MLP常常被用來分類,它的輸出層能夠分別對應多個類別,所以咱們須要對輸出層的神經元的激活函數作一些特殊的處理,若是是分類任務,咱們能夠去掉輸出層的激活函數,而後爲它增長額外的softmax function。用來獲取一些自定義的策略,好比控制threshold或者機率等等。

Training an MLP with TensorFlow’s High-Level API

若是使用TensorFlow的高層api來實現DNN,很是簡單,咱們看下代碼實現:

獲取數據:

import tensorflow as tf


(X_train, y_train), (X_test, y_test) = tf.keras.datasets.mnist.load_data()
X_train = X_train.astype(np.float32).reshape(-1, 28 * 28) / 255.0
X_test = X_test.astype(np.float32).reshape(-1, 28 * 28) / 255.0
y_train = y_train.astype(np.int32)
y_test = y_test.astype(np.int32)
X_valid, X_train = X_train[:5000], X_train[5000:]
y_valid, y_train = y_train[:5000], y_train[5000:]

核心代碼,訓練模型:

feature_cols = [tf.feature_column.numeric_column("X", shape=[28 * 28])]
dnn_clf = tf.estimator.DNNClassifier(hidden_units=[300, 100], n_classes=10, feature_columns=feature_cols)

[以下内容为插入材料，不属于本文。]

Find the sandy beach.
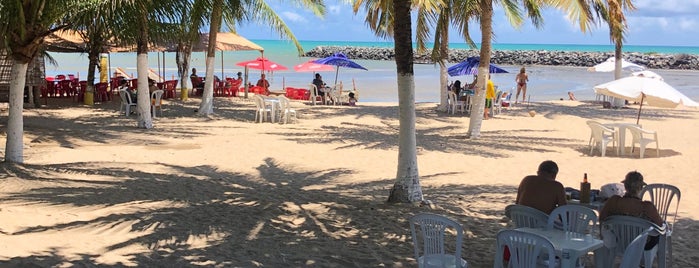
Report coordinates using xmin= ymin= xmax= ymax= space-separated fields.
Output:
xmin=0 ymin=95 xmax=699 ymax=267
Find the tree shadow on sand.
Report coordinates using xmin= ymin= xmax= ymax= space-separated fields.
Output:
xmin=0 ymin=159 xmax=514 ymax=267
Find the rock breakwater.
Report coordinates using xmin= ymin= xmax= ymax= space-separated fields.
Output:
xmin=305 ymin=46 xmax=699 ymax=70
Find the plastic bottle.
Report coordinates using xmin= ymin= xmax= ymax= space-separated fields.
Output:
xmin=580 ymin=173 xmax=590 ymax=204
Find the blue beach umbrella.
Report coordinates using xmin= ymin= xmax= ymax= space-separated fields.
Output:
xmin=313 ymin=53 xmax=368 ymax=84
xmin=447 ymin=57 xmax=508 ymax=76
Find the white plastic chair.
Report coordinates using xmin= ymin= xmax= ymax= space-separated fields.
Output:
xmin=505 ymin=204 xmax=549 ymax=228
xmin=447 ymin=91 xmax=466 ymax=114
xmin=493 ymin=230 xmax=556 ymax=268
xmin=546 ymin=205 xmax=597 ymax=234
xmin=252 ymin=95 xmax=273 ymax=123
xmin=410 ymin=213 xmax=468 ymax=268
xmin=308 ymin=84 xmax=323 ymax=105
xmin=626 ymin=125 xmax=660 ymax=158
xmin=587 ymin=121 xmax=616 ymax=157
xmin=150 ymin=89 xmax=165 ymax=118
xmin=600 ymin=215 xmax=665 ymax=267
xmin=119 ymin=90 xmax=137 ymax=116
xmin=641 ymin=183 xmax=681 ymax=267
xmin=277 ymin=96 xmax=296 ymax=124
xmin=619 ymin=229 xmax=653 ymax=268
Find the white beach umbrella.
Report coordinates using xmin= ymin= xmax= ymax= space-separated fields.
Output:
xmin=631 ymin=70 xmax=663 ymax=81
xmin=587 ymin=57 xmax=645 ymax=72
xmin=594 ymin=76 xmax=699 ymax=124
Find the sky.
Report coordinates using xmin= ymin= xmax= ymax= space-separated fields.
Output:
xmin=238 ymin=0 xmax=699 ymax=46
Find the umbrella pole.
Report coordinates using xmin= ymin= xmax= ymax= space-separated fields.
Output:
xmin=636 ymin=93 xmax=646 ymax=125
xmin=333 ymin=66 xmax=340 ymax=87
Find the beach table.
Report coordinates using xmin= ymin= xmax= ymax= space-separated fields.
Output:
xmin=515 ymin=227 xmax=604 ymax=268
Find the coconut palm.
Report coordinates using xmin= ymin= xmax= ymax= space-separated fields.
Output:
xmin=198 ymin=0 xmax=325 ymax=116
xmin=0 ymin=0 xmax=102 ymax=163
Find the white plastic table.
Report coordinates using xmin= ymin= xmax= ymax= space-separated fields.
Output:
xmin=516 ymin=227 xmax=603 ymax=268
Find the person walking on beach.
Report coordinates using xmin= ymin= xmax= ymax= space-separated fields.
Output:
xmin=515 ymin=160 xmax=567 ymax=214
xmin=515 ymin=67 xmax=529 ymax=103
xmin=483 ymin=75 xmax=495 ymax=120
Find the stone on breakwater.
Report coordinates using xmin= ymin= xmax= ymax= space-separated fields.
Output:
xmin=304 ymin=46 xmax=699 ymax=70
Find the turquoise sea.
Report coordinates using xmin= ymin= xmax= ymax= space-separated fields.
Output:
xmin=46 ymin=40 xmax=699 ymax=102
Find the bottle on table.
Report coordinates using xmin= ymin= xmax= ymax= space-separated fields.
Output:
xmin=580 ymin=173 xmax=590 ymax=204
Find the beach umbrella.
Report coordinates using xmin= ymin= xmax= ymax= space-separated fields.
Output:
xmin=631 ymin=70 xmax=663 ymax=81
xmin=313 ymin=53 xmax=367 ymax=84
xmin=294 ymin=60 xmax=335 ymax=73
xmin=594 ymin=76 xmax=699 ymax=124
xmin=447 ymin=57 xmax=508 ymax=76
xmin=587 ymin=57 xmax=646 ymax=72
xmin=235 ymin=57 xmax=287 ymax=71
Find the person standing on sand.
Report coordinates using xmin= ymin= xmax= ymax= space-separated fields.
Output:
xmin=515 ymin=67 xmax=529 ymax=103
xmin=483 ymin=75 xmax=495 ymax=120
xmin=515 ymin=160 xmax=567 ymax=214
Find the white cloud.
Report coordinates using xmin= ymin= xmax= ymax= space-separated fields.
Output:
xmin=325 ymin=5 xmax=344 ymax=15
xmin=281 ymin=11 xmax=307 ymax=23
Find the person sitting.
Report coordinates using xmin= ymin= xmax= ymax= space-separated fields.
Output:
xmin=599 ymin=171 xmax=663 ymax=250
xmin=311 ymin=73 xmax=325 ymax=102
xmin=117 ymin=79 xmax=138 ymax=103
xmin=256 ymin=74 xmax=269 ymax=95
xmin=515 ymin=160 xmax=567 ymax=214
xmin=451 ymin=80 xmax=462 ymax=97
xmin=189 ymin=68 xmax=204 ymax=95
xmin=347 ymin=92 xmax=357 ymax=106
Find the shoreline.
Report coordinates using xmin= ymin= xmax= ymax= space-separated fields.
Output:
xmin=304 ymin=46 xmax=699 ymax=70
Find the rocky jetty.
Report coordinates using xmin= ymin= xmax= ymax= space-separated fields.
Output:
xmin=305 ymin=46 xmax=699 ymax=70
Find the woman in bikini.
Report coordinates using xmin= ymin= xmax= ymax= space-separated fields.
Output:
xmin=515 ymin=67 xmax=529 ymax=103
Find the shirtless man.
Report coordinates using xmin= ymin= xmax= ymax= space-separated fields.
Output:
xmin=515 ymin=160 xmax=567 ymax=214
xmin=515 ymin=67 xmax=529 ymax=103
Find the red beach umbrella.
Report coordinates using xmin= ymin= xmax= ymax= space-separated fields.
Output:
xmin=235 ymin=57 xmax=288 ymax=71
xmin=294 ymin=60 xmax=335 ymax=73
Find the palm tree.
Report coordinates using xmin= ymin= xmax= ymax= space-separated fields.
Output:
xmin=198 ymin=0 xmax=325 ymax=116
xmin=388 ymin=0 xmax=423 ymax=203
xmin=0 ymin=0 xmax=100 ymax=163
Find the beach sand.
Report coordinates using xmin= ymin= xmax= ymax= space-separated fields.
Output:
xmin=0 ymin=95 xmax=699 ymax=267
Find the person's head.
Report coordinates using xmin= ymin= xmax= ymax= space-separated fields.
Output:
xmin=622 ymin=171 xmax=646 ymax=196
xmin=536 ymin=160 xmax=558 ymax=179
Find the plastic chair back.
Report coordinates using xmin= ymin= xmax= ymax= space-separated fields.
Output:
xmin=505 ymin=204 xmax=549 ymax=228
xmin=494 ymin=230 xmax=556 ymax=268
xmin=601 ymin=215 xmax=665 ymax=265
xmin=619 ymin=229 xmax=653 ymax=268
xmin=410 ymin=213 xmax=468 ymax=268
xmin=546 ymin=205 xmax=597 ymax=234
xmin=641 ymin=183 xmax=681 ymax=224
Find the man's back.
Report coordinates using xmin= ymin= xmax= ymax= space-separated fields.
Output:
xmin=515 ymin=176 xmax=566 ymax=214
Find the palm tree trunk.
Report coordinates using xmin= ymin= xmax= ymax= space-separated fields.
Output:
xmin=5 ymin=59 xmax=29 ymax=164
xmin=199 ymin=0 xmax=223 ymax=115
xmin=175 ymin=43 xmax=192 ymax=101
xmin=388 ymin=0 xmax=422 ymax=203
xmin=437 ymin=13 xmax=451 ymax=111
xmin=467 ymin=0 xmax=493 ymax=139
xmin=136 ymin=11 xmax=153 ymax=129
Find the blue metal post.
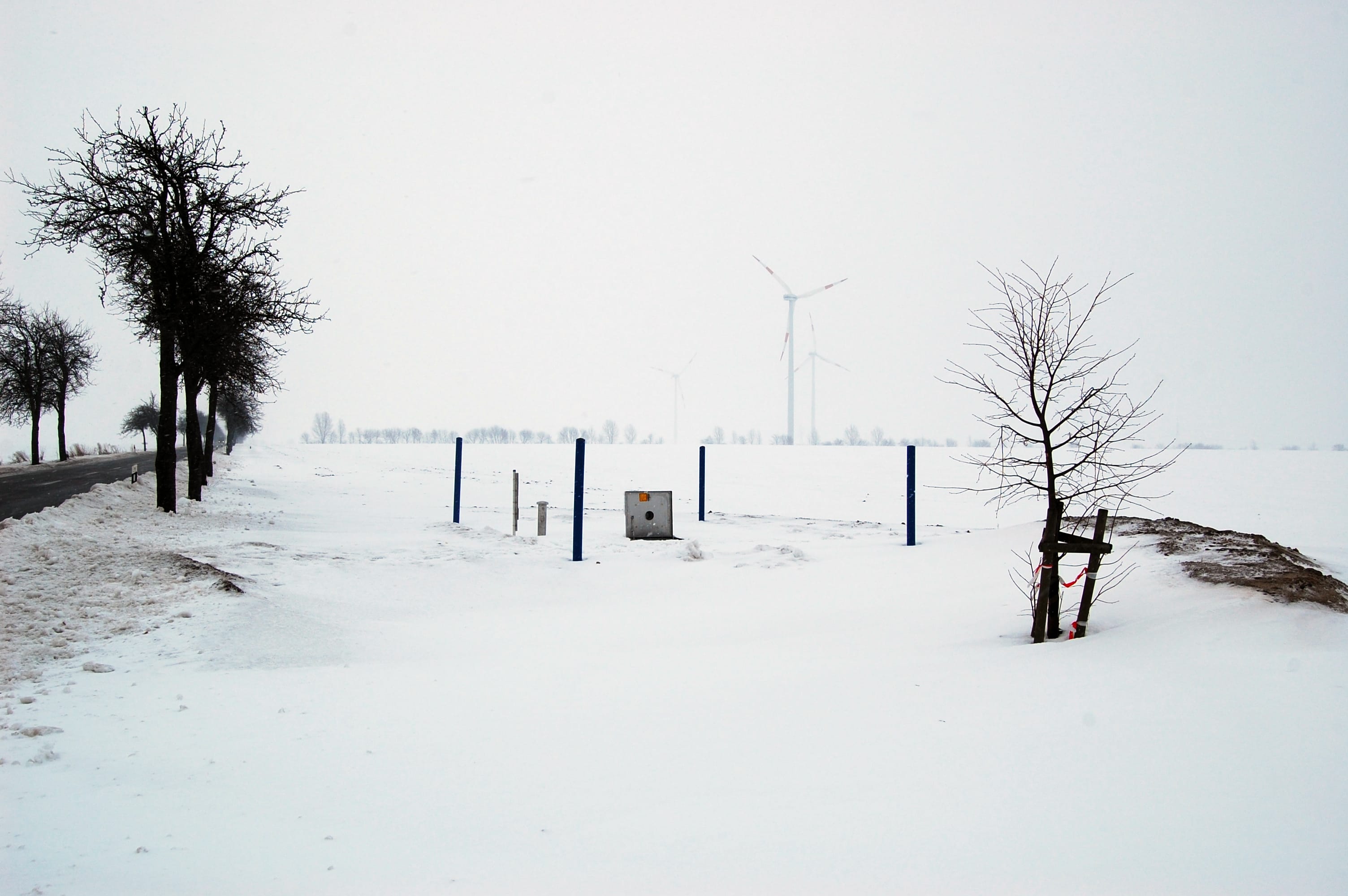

input_fn = tf.estimator.inputs.numpy_input_fn(x={"X": X_train}, y=y_train, num_epochs=40, batch_size=50, shuffle=True)
dnn_clf.train(input_fn=input_fn)

TensorFlow提供了評估函數:

valid_input_fn = tf.estimator.inputs.numpy_input_fn(x={"X": X_valid}, y=y_valid, shuffle=False)
eval_results = dnn_clf.evaluate(input_fn=valid_input_fn)

"""
{'accuracy': 0.982,
 'average_loss': 0.09565534,
 'loss': 11.956917,
 'global_step': 44000}
"""

評估測試集:

test_input_fn = tf.estimator.inputs.numpy_input_fn(x={"X": X_test}, y=y_test, shuffle=False)
y_pred_iter = dnn_clf.predict(input_fn=test_input_fn)
y_pred = list(y_pred_iter)
y_pred[0]

"""
{'logits': array([ -7.4078193,   2.8550382,   1.8491653,   6.945245 ,  -5.996856 ,
         -0.6053193, -10.372234 ,  22.27766  ,  -4.490141 ,   2.99006  ],
       dtype=float32),
 'probabilities': array([1.2816213e-13, 3.6716565e-09, 1.3428177e-09, 2.1938979e-07,
        5.2545213e-13, 1.1535802e-10, 6.6119684e-15, 9.9999976e-01,
        2.3707813e-12, 4.2024433e-09], dtype=float32),
 'class_ids': array([7]),
 'classes': array([b'7'], dtype=object),
 'all_class_ids': array([0, 1, 2, 3, 4, 5, 6, 7, 8, 9], dtype=int32),
 'all_classes': array([b'0', b'1', b'2', b'3', b'4', b'5', b'6', b'7', b'8', b'9'],
       dtype=object)}
"""

從上邊最後一個代碼塊能夠看出,它輸出了每一個類別的機率值。

Training a DNN Using Plain TensorFlow

若是相對神經網絡有更靈活的控制,咱們就須要使用TensorFlow的底層api。

Construction Phase

首先,咱們定義一些屬性,包括輸入層的維度,各個隱藏層包含的神經元個數,輸出層的神經元個數,咱們用X和y表示輸入的數據目標值:

n_inputs = 28 * 28
n_hidden1 = 300
n_hidden2 = 100
n_outputs = 10

reset_graph()

X = tf.placeholder(tf.float32, shape=(None, n_inputs), name="X")
y = tf.placeholder(tf.int32, shape=(None), name="y")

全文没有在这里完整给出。